The Dow Jones industrial average .DJI fell 278.94 points, or 1.54 percent, to 17,856.78, theS&P 500 .SPX lost 29.78 points, or 1.42 percent, to 2,071.26 and the Nasdaq Composite.IXIC dropped 55.44 points, or 1.11 percent, to 4,927.37.
For the week, the S&P 500 fell 1.6 percent while the Dow slid 1.5 percent and the Nasdaq dropped 0.7 percent. The S&P and the Dow both ended the day more than 2 percent lower than their March 2 records. The S&P saw its biggest percentage decline since early January on Friday.
In a shakeup of the Dow Jones industrial average, Apple Inc (AAPL.O), the largest U.S. company by market value, will join the index this month, replacing AT&T Inc (T.N). Apple shares rose 0.15 percent at $126.60 after rising as high as $129.37 while AT&T fell 1.5 percent to $33.48.
"If anything, what that should do is cause the Dow to be more volatile," said Schwab's Frederick, because the Dow is a price-weighted index and Apple has a higher share price than AT&T.
The utilities sector .SPLRCU was the worst performing S&P 500 sector with a 3.1 percent decline and the Dow Jones Equity Reit Index .DJR finished off 3.2 percent.

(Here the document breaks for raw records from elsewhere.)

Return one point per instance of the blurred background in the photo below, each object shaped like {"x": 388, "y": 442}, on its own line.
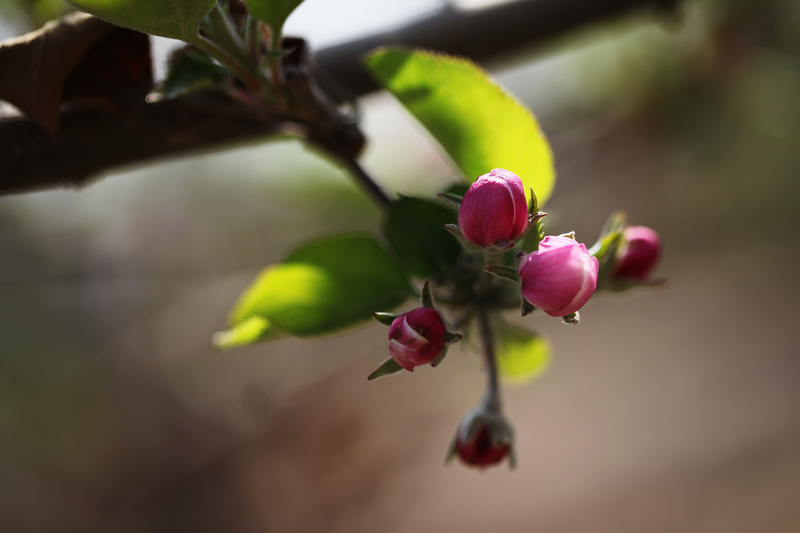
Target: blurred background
{"x": 675, "y": 410}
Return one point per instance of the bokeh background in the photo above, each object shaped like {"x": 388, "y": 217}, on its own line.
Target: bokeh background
{"x": 675, "y": 410}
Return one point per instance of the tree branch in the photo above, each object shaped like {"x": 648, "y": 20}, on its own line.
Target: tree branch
{"x": 484, "y": 35}
{"x": 90, "y": 141}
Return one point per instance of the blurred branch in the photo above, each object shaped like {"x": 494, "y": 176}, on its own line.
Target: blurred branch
{"x": 484, "y": 35}
{"x": 90, "y": 141}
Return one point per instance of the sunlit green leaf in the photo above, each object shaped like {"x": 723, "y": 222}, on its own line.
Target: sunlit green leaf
{"x": 521, "y": 354}
{"x": 415, "y": 228}
{"x": 177, "y": 19}
{"x": 255, "y": 328}
{"x": 193, "y": 69}
{"x": 479, "y": 125}
{"x": 273, "y": 12}
{"x": 319, "y": 288}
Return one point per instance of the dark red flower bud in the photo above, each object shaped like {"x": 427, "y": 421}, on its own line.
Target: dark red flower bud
{"x": 484, "y": 439}
{"x": 494, "y": 209}
{"x": 559, "y": 277}
{"x": 417, "y": 337}
{"x": 638, "y": 254}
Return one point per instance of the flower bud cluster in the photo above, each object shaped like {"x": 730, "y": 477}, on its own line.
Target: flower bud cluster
{"x": 558, "y": 277}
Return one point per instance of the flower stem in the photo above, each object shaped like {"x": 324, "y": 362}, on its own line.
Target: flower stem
{"x": 224, "y": 57}
{"x": 491, "y": 401}
{"x": 370, "y": 187}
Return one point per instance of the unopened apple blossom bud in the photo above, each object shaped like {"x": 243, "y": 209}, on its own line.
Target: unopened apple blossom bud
{"x": 638, "y": 254}
{"x": 559, "y": 277}
{"x": 483, "y": 439}
{"x": 494, "y": 209}
{"x": 417, "y": 337}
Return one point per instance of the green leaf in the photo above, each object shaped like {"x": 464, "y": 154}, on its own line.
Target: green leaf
{"x": 521, "y": 354}
{"x": 191, "y": 69}
{"x": 255, "y": 328}
{"x": 273, "y": 12}
{"x": 319, "y": 288}
{"x": 176, "y": 19}
{"x": 415, "y": 229}
{"x": 479, "y": 124}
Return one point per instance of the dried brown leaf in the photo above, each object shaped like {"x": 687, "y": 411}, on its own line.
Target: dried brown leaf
{"x": 34, "y": 67}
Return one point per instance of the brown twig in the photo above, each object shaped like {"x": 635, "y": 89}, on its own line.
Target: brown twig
{"x": 89, "y": 141}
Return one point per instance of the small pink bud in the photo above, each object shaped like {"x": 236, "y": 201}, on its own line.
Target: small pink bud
{"x": 417, "y": 337}
{"x": 638, "y": 255}
{"x": 483, "y": 439}
{"x": 560, "y": 277}
{"x": 494, "y": 209}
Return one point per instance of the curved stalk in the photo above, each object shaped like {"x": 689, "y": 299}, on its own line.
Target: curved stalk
{"x": 491, "y": 401}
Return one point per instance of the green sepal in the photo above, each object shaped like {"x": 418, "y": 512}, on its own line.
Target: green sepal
{"x": 534, "y": 233}
{"x": 609, "y": 236}
{"x": 387, "y": 368}
{"x": 504, "y": 272}
{"x": 384, "y": 318}
{"x": 426, "y": 297}
{"x": 533, "y": 206}
{"x": 455, "y": 230}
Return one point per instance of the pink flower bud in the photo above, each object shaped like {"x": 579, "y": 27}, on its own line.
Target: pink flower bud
{"x": 560, "y": 277}
{"x": 483, "y": 439}
{"x": 494, "y": 209}
{"x": 417, "y": 337}
{"x": 638, "y": 254}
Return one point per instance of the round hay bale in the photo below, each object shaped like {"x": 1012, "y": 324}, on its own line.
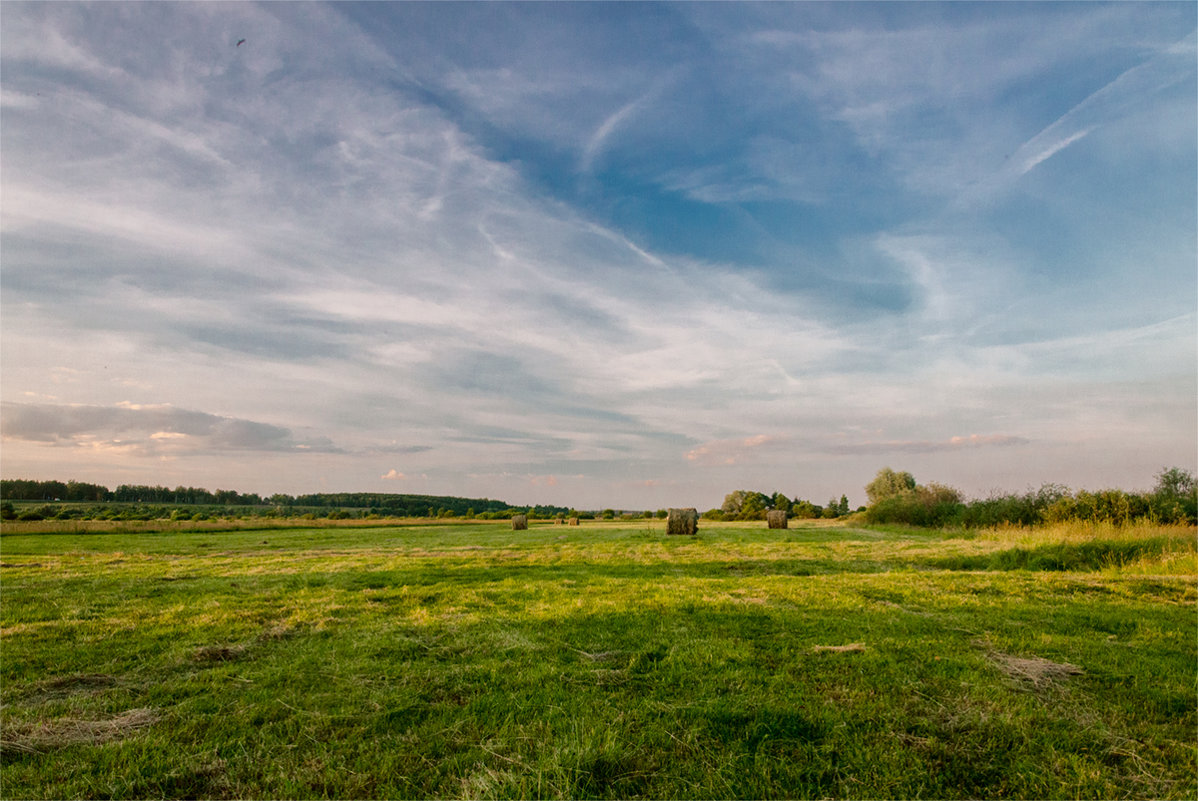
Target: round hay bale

About 7.2 billion shares changed hands on U.S. exchanges, compared with the 6.4 billion average for the last five sessions, according to data from BATS Global Markets.
Declining issues outnumbered advancing ones on the NYSE by 2,683 to 438, for a 6.13-to-1 ratio on the downside; on the Nasdaq, 1,926 issues fell and 840 advanced for a 2.29-to-1 ratio favoring decliners.
The benchmark S&P 500 index posted 13 new 52-week highs and four new lows; theNasdaq Composite recorded 67 new highs and 47 new lows.